名前:シモバシラ
科名:シソ科
草丈:40~70cm
原産地:日本(関東以南)
人気:マイナー

2013年2月17日。
最低気温が零度を下回り(-2℃くらい)、空は晴れ。風無し。
期待に胸を膨らませながら、大阪府立花の文化園に向かいました。

10時過ぎに到着。
そのまま真っ直ぐ、花の文化園の最深部、アジサイ園のさらに奥を目指します。
普段なら訪れる人も無い冬枯れの林の奥から、大きなカメラを担いだお爺さんが…
私と目が合うとニヤリと微笑み「姉ちゃん、できとるで」
なんですって!!
やもたてもたまらず、小走りで現場に向かいました。

あっできてる!できてる!!

シモバシラ 氷柱2
















シモバシラの氷柱ができてる!!

シモバシラとは…あの冬の朝に土中の水分が凍って土を持ち上げる「霜柱」とは別物で、
シソ科の植物の名前です。
秋に白い花を咲かせますが、この花自体は実につまらないもので、草姿にもとりたてて
言うべきものはありません。
この草の真骨頂は冬。
地上部が枯死した後も根が水を吸い上げ続けるため、枯れた茎の裂け目から水分が浸み出し、
それが凍って茎の周囲に氷の柱が出現するのです。
シモバシラ 氷柱














この現象は常に見られるわけではなく、十分に気温が下がらなかったり、雨や雪が降ったり、
風が強かったりするとアウト。
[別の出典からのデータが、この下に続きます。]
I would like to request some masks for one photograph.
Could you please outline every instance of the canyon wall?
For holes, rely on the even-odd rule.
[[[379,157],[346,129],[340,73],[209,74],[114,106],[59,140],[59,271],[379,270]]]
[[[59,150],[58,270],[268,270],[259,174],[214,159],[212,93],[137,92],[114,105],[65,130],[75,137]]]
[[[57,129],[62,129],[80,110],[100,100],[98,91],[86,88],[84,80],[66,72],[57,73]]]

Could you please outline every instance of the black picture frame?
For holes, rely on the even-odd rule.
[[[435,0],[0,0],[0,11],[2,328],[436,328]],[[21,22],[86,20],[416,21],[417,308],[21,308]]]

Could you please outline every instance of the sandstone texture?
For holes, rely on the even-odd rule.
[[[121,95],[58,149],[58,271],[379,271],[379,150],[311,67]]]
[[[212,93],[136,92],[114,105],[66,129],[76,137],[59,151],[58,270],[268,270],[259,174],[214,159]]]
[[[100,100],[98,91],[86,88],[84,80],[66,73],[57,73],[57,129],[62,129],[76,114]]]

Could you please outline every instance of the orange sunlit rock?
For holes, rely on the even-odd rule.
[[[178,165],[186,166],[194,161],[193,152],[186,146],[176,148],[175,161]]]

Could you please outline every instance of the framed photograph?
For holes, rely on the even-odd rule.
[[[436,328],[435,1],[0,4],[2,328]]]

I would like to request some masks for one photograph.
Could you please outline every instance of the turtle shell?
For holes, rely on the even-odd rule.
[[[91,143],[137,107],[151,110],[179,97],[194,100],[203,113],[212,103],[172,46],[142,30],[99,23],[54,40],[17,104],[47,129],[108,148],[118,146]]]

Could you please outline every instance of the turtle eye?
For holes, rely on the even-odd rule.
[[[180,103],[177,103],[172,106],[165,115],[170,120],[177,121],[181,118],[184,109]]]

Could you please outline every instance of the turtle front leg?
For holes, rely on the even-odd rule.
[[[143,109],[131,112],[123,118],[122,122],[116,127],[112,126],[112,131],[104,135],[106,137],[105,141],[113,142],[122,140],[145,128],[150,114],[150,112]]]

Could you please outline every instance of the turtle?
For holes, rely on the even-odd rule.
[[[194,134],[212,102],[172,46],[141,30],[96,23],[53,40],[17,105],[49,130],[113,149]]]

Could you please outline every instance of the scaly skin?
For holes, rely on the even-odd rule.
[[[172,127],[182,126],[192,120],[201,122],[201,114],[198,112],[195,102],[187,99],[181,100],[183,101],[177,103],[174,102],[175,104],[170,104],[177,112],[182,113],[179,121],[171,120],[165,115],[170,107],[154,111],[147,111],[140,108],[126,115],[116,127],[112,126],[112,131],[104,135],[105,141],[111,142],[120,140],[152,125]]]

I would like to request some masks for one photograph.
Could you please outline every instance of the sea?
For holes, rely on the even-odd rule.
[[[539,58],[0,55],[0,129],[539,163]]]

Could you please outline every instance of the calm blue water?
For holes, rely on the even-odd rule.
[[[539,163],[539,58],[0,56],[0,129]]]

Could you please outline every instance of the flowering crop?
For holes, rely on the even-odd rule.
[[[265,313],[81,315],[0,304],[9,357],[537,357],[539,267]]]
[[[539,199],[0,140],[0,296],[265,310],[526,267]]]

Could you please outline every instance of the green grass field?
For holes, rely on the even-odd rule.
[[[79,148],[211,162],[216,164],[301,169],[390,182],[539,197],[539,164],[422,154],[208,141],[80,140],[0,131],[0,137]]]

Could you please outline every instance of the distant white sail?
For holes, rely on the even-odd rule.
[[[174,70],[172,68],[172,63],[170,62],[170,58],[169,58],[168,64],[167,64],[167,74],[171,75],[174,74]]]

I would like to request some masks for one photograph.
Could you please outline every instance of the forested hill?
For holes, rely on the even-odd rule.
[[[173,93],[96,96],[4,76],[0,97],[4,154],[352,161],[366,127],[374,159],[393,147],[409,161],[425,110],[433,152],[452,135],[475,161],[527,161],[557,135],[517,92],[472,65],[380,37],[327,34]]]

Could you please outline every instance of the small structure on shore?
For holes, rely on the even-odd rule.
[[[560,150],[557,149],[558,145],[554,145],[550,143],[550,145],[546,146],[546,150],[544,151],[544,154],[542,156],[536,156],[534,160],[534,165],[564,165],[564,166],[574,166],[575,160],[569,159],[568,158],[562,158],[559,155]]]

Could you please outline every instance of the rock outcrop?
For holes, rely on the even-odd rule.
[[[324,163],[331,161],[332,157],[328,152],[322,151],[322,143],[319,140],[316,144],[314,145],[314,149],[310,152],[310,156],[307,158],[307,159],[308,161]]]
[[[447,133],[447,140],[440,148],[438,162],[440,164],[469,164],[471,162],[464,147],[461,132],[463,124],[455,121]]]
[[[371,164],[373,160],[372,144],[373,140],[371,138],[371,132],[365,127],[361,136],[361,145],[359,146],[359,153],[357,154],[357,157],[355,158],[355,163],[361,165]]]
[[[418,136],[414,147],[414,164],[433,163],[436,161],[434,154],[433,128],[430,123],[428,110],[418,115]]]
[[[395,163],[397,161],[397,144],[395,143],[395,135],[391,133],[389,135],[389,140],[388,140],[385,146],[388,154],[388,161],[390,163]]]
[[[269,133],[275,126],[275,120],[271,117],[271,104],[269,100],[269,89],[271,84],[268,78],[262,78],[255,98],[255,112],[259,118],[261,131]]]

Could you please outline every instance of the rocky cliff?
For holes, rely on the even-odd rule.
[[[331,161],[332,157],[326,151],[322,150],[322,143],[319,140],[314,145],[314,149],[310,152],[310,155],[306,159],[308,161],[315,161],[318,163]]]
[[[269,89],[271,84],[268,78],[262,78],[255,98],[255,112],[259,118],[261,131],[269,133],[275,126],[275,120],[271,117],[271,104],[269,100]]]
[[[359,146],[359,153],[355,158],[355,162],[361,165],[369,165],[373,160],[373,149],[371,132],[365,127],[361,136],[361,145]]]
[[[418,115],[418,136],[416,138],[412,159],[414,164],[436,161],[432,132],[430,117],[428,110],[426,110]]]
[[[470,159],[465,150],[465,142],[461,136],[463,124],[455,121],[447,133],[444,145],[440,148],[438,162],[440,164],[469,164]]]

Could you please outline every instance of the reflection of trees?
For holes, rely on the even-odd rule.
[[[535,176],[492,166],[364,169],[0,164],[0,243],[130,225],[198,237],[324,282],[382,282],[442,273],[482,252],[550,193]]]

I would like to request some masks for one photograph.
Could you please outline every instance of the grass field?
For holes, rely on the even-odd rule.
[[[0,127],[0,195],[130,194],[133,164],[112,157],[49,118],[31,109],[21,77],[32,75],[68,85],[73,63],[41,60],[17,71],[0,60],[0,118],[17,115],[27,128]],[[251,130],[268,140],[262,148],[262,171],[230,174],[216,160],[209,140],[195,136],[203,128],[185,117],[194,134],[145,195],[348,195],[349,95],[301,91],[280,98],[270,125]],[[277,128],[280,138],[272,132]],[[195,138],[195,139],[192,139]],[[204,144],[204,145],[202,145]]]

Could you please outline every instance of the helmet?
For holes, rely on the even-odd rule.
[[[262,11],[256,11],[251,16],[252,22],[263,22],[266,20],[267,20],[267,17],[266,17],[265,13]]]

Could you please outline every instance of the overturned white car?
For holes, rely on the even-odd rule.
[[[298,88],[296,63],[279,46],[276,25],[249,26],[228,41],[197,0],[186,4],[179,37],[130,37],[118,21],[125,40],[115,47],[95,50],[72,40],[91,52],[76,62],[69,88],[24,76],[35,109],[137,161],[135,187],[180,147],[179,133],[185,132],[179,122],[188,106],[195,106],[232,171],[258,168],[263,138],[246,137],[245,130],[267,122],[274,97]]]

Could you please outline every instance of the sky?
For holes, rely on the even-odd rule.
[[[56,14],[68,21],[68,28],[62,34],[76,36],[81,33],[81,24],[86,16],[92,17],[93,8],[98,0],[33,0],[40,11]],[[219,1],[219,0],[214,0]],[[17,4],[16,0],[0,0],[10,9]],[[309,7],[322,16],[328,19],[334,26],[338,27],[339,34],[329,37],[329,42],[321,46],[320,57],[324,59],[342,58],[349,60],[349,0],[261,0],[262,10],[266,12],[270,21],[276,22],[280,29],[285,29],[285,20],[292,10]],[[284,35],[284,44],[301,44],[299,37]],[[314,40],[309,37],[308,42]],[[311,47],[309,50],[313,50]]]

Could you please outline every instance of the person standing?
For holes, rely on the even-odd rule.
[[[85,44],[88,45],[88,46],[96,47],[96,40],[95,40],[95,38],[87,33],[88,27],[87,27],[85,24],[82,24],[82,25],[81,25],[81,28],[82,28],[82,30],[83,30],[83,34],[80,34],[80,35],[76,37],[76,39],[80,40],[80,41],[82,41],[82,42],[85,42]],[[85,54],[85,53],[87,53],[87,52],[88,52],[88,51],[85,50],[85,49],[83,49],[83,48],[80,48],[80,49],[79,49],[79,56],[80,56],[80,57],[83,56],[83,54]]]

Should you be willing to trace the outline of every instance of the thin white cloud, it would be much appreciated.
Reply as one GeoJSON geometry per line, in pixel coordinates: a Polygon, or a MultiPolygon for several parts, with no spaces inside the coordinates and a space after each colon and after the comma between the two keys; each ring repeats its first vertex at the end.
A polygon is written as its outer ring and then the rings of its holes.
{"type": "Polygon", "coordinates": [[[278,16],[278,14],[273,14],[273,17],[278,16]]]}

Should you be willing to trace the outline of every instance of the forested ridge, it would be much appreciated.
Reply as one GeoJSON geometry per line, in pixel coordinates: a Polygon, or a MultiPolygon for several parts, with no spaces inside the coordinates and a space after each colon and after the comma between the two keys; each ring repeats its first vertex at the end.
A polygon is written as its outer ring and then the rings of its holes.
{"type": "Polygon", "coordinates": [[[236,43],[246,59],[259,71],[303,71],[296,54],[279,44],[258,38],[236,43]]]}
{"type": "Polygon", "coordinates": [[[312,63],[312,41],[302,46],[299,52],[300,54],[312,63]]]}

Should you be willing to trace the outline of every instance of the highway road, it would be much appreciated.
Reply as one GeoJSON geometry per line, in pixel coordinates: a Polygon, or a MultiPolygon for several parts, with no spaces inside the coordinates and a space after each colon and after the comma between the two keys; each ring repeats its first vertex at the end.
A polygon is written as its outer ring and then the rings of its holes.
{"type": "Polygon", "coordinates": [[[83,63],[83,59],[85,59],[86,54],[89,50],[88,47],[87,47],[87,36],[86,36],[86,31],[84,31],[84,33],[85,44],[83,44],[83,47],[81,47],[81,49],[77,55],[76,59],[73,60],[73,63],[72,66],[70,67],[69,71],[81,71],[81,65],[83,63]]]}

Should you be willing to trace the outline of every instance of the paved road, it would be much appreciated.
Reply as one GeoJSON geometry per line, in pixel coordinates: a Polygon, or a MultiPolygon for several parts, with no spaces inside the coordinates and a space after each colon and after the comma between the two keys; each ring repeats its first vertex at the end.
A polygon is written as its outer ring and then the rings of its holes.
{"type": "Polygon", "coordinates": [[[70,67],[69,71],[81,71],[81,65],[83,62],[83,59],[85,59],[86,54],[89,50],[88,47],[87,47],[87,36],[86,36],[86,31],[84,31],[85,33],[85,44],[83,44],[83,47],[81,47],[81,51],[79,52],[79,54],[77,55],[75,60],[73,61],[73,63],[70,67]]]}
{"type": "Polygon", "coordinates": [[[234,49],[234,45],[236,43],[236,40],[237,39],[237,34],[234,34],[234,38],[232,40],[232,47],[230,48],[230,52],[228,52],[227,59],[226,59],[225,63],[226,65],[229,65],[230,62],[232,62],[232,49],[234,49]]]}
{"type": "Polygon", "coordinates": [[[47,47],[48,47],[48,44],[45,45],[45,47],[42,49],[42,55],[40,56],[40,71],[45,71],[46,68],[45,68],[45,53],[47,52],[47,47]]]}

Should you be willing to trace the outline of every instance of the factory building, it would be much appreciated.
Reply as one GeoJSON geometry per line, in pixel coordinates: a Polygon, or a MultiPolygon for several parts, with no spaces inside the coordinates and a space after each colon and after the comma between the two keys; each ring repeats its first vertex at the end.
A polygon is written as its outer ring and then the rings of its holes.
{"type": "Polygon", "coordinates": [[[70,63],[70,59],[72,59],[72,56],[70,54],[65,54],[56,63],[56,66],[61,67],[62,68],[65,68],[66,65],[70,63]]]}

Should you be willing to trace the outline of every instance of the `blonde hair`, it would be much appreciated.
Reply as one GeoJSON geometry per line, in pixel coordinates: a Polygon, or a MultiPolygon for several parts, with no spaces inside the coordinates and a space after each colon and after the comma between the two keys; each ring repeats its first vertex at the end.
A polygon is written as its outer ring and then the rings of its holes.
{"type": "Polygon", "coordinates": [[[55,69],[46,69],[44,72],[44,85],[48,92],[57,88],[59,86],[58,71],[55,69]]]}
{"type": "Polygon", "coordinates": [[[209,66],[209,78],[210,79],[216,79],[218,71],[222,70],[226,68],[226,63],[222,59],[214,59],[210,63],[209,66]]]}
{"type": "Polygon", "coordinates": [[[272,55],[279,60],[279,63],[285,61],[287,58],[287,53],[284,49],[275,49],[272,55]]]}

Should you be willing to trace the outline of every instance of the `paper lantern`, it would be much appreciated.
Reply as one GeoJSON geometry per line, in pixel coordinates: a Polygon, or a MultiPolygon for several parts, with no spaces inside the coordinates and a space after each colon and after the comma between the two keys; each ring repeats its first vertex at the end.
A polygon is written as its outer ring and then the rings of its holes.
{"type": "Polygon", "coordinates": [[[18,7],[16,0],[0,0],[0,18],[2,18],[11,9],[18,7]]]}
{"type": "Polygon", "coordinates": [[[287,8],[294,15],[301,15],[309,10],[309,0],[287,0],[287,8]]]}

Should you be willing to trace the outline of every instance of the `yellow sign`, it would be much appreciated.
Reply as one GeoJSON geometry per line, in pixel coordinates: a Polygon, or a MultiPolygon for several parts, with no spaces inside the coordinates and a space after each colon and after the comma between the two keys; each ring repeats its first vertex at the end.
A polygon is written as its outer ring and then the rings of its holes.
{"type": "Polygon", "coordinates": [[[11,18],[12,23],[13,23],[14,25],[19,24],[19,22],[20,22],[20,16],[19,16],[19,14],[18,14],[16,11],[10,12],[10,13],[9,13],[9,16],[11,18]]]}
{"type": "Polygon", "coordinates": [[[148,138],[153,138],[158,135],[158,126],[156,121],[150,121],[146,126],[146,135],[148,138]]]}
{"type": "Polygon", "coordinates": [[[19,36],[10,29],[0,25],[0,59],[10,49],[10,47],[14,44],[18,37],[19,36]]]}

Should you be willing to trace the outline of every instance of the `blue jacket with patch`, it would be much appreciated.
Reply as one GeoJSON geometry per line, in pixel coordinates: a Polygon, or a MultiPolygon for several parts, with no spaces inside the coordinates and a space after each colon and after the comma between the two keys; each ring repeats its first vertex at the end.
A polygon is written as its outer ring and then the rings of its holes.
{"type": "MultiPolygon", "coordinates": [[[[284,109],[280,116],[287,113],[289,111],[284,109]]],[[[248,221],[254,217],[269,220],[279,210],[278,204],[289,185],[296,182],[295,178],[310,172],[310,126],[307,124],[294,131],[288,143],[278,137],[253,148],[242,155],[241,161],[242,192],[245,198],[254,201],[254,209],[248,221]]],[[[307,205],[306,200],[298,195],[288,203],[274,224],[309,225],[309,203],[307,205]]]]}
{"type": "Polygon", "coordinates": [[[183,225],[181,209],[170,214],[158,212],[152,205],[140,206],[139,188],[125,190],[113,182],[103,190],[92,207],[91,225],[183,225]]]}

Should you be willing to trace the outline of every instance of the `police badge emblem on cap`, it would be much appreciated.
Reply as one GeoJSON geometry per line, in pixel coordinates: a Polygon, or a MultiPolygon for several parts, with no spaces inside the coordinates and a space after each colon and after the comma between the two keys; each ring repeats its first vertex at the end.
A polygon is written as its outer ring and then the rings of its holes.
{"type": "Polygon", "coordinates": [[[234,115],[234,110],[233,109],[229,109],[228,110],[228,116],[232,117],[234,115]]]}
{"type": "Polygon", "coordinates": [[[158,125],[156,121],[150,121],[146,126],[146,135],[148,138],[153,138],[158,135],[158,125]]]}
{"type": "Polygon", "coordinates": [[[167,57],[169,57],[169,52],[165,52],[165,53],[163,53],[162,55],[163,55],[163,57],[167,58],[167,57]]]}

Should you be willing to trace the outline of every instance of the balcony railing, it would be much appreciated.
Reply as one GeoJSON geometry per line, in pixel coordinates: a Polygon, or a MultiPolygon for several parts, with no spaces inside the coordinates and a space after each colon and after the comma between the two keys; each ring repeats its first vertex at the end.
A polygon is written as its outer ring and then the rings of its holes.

なかなかレアなのです。
この日の氷柱は小規模なものでしたが、条件が良ければ一度できた氷柱が溶けずに成長を続け、
もっと高く育ったり、或いは横に広がって白いリボンのような状態になるそうです。

シモバシラ 氷柱3シモバシラ 氷柱4













↑色々な形のシモバシラ。
自然が生み出した芸術ですね。
珍しい植物を撮影できたので、喜び勇んで妹に報告しました。

私:やったーシモバシラ撮ったよ!見て妹ちゃん。
妹:???枯草?どうして枯草を撮ったの、お姉ちゃん。
私:ちがうよー。氷柱がキラキラしてきれいでしょう。
妹:草が枯れてて汚い。草の無い所で撮ればよかったのに。
私:だから枯草を撮ったんじゃなくて、シモバシラっていう植物で、
  枯れた茎から浸み出した水分が凍って氷柱になるの。

妹:それは枯草を撮ったのと違うの?
私:…枯草だね。

枯草でした。

シモバシラの花は9~10月頃に咲きます。
まぁシソ科の花だな、と言った形状の白い花です。

シモバシラ 花シモバシラ













↑生前のシモバシラさん。
良く見ると楚々とした美しい花ですが、花だけを観賞するために植えるほどではないかな…。
枯れた後の方が注目される花と言うのも不思議ですね。
宿根草ですから地上部が枯れても死んだわけではないですけど。

この花をとるために9月に林の奥に行ったところ、ヤブカの群れに取り巻かれたので
あまり良い印象はありません。
さらに何か大きい蜂に追いかけまわされたので、落ち着いて写真が撮れませんでした。
もっと穏やかな気持ちで見られれば良かったのですが。

この氷柱は、他のシソ科植物でもできることがあるそうです。
実家の庭に植わっていた青ジソにはできたことないです。